When I use GradientTape's gradient()
on y
directly, the resulting dy_dx
has the dimension of my x
. For example:
x = [ tf.constant(3.0), tf.constant(4.0), tf.constant(5.0) ]
with tf.GradientTape(persistent=True) as g:
g.watch(x)
y_as_list = [ x[0]*x[1]*x[2], x[0]*x[1]*x[2]*x[0] ]
y_as_tensor = tf.stack(y_as_list, axis=0)
print("---------------------------")
print("x:", x)
print("y:", y_as_tensor)
print("y:", y_as_list)
dy_dx_from_tensor = g.gradient(y_as_tensor, x, unconnected_gradients=tf.UnconnectedGradients.ZERO)
dy_dx_from_list = g.gradient(y_as_list, x, unconnected_gradients=tf.UnconnectedGradients.ZERO)
print("---------------------------")
print("dy_dx_from_tensor:", dy_dx_from_tensor)
print("dy_dx_from_list:", dy_dx_from_list)
results in:
---------------------------
x: [<tf.Tensor: shape=(), dtype=float32, numpy=3.0>, <tf.Tensor: shape=(), dtype=float32, numpy=4.0>, <tf.Tensor: shape=(), dtype=float32, numpy=5.0>]
y: tf.Tensor([ 60. 180.], shape=(2,), dtype=float32)
y: [<tf.Tensor: shape=(), dtype=float32, numpy=60.0>, <tf.Tensor: shape=(), dtype=float32, numpy=180.0>]
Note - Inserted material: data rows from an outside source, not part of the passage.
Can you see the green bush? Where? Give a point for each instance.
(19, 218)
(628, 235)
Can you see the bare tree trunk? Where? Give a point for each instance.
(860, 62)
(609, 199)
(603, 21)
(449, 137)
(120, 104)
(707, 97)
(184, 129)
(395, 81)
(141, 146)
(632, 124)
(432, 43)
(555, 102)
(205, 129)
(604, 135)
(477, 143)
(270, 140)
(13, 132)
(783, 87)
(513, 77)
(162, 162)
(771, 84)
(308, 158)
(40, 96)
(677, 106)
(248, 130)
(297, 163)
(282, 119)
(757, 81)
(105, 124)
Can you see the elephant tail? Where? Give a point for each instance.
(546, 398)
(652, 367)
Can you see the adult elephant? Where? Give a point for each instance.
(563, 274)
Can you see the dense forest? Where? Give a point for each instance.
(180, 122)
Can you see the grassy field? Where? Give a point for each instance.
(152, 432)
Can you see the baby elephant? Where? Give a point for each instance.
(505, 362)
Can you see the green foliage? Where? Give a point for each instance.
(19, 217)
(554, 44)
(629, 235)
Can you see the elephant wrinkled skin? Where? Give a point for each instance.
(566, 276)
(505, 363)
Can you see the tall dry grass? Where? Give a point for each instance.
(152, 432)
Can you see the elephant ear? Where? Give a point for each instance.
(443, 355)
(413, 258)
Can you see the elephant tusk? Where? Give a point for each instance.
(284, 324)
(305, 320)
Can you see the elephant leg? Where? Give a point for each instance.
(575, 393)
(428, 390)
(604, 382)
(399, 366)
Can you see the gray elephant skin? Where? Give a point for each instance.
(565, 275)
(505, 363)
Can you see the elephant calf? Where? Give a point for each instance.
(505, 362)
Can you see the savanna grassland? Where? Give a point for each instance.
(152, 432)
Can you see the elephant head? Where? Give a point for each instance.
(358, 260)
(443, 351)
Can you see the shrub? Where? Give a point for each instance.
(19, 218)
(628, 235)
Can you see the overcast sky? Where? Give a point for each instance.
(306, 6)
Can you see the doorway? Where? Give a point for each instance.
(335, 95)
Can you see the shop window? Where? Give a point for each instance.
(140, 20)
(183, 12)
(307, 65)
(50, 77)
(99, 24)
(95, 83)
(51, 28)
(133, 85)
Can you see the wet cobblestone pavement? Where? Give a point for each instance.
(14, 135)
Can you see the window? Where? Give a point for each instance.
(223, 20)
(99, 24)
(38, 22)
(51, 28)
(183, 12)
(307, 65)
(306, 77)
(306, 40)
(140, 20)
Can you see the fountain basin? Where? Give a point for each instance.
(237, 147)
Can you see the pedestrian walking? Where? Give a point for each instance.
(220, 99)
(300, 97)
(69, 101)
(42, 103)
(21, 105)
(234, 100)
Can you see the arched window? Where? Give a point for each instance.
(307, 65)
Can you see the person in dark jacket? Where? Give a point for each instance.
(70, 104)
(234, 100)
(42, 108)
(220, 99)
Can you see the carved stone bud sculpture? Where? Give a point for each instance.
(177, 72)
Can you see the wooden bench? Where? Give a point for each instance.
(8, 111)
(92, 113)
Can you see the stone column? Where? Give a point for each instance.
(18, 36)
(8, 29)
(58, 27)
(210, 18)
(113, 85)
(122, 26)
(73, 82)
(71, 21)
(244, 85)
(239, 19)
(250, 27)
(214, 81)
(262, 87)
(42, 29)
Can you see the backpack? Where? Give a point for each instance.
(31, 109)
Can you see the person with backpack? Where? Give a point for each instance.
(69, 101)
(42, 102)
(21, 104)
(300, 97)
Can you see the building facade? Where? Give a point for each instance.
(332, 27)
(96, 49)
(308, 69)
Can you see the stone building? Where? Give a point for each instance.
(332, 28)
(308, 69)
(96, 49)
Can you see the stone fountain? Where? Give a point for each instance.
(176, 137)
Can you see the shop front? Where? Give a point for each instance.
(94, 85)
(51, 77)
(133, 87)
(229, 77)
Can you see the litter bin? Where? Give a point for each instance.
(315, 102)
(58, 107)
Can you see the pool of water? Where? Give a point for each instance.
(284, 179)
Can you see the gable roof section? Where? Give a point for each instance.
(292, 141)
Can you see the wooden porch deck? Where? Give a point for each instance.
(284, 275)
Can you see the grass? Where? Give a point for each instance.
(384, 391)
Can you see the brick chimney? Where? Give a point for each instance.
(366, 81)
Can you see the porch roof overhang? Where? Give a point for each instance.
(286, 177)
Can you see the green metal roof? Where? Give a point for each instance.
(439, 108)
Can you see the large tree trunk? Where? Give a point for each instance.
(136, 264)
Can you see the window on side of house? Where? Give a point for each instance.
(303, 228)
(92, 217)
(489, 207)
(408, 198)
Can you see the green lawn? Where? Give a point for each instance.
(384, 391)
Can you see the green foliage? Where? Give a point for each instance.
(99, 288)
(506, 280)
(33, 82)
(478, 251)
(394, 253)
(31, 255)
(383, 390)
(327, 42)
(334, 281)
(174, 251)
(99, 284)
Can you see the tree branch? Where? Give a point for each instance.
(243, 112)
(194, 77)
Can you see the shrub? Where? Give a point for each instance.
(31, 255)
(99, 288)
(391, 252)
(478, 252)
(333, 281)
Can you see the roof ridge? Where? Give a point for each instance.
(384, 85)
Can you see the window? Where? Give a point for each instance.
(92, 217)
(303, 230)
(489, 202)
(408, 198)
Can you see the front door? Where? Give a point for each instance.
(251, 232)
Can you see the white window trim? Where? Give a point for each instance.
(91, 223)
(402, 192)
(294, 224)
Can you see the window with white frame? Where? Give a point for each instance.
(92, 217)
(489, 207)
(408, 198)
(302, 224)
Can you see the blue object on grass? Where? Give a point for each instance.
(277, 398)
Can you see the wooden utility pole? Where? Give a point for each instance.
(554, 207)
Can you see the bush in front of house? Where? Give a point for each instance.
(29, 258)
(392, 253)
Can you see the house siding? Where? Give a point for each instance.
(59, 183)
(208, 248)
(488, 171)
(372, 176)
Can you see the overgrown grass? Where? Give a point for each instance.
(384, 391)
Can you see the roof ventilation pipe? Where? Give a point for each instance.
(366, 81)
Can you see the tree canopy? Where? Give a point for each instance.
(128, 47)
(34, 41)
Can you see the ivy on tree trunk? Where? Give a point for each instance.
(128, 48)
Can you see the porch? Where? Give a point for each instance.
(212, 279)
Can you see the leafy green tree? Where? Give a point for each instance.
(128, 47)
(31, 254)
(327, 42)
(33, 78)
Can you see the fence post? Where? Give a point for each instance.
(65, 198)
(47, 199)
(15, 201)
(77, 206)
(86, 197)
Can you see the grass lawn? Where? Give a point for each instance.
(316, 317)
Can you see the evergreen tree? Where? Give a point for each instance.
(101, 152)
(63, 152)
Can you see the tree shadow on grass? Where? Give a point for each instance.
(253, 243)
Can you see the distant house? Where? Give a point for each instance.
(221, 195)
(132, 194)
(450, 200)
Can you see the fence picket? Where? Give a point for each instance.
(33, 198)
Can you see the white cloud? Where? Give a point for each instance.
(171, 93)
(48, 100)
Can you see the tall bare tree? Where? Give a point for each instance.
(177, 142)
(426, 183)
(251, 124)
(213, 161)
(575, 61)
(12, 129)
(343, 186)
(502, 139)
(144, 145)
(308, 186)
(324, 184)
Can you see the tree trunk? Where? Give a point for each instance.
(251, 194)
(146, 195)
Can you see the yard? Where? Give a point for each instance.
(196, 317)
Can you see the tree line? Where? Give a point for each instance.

---------------------------
dy_dx_from_tensor: [<tf.Tensor: shape=(), dtype=float32, numpy=140.0>, <tf.Tensor: shape=(), dtype=float32, numpy=60.0>, <tf.Tensor: shape=(), dtype=float32, numpy=48.0>]
dy_dx_from_list: [<tf.Tensor: shape=(), dtype=float32, numpy=140.0>, <tf.Tensor: shape=(), dtype=float32, numpy=60.0>, <tf.Tensor: shape=(), dtype=float32, numpy=48.0>]
Note both the tensor and the list versions' result have the same dimension as the watched x
.
When I try to call the tape's gradient method for each element, I get want I want for the list but for the tensor all gradients are zero:
dy_dx_from_tensor_elements = [ g.gradient(y_i, x, unconnected_gradients=tf.UnconnectedGradients.ZERO) for y_i in y_as_tensor ]
dy_dx_from_list_elements = [ g.gradient(y_i, x, unconnected_gradients=tf.UnconnectedGradients.ZERO) for y_i in y_as_list ]
print("---------------------------")
print("dy_dx_from_tensor_elements:", dy_dx_from_tensor_elements)
print("dy_dx_from_list_elements:", dy_dx_from_list_elements)
yeilds:
dy_dx_from_tensor_elements: [[<tf.Tensor: shape=(), dtype=float32, numpy=0.0>, <tf.Tensor: shape=(), dtype=float32, numpy=0.0>, <tf.Tensor: shape=(), dtype=float32, numpy=0.0>], [<tf.Tensor: shape=(), dtype=float32, numpy=0.0>, <tf.Tensor: shape=(), dtype=float32, numpy=0.0>, <tf.Tensor: shape=(), dtype=float32, numpy=0.0>]]
dy_dx_from_list_elements: [[<tf.Tensor: shape=(), dtype=float32, numpy=20.0>, <tf.Tensor: shape=(), dtype=float32, numpy=15.0>, <tf.Tensor: shape=(), dtype=float32, numpy=12.0>], [<tf.Tensor: shape=(), dtype=float32, numpy=120.0>, <tf.Tensor: shape=(), dtype=float32, numpy=45.0>, <tf.Tensor: shape=(), dtype=float32, numpy=36.0>]]
The dy_dx_from_list_elements
values are what I am looking for but I would really like to be able to get them from the tensor because my real world model outputs the y
values as a tensor.
Any suggestion to how I could generate gradients for every element in a tensor would be much appreciated!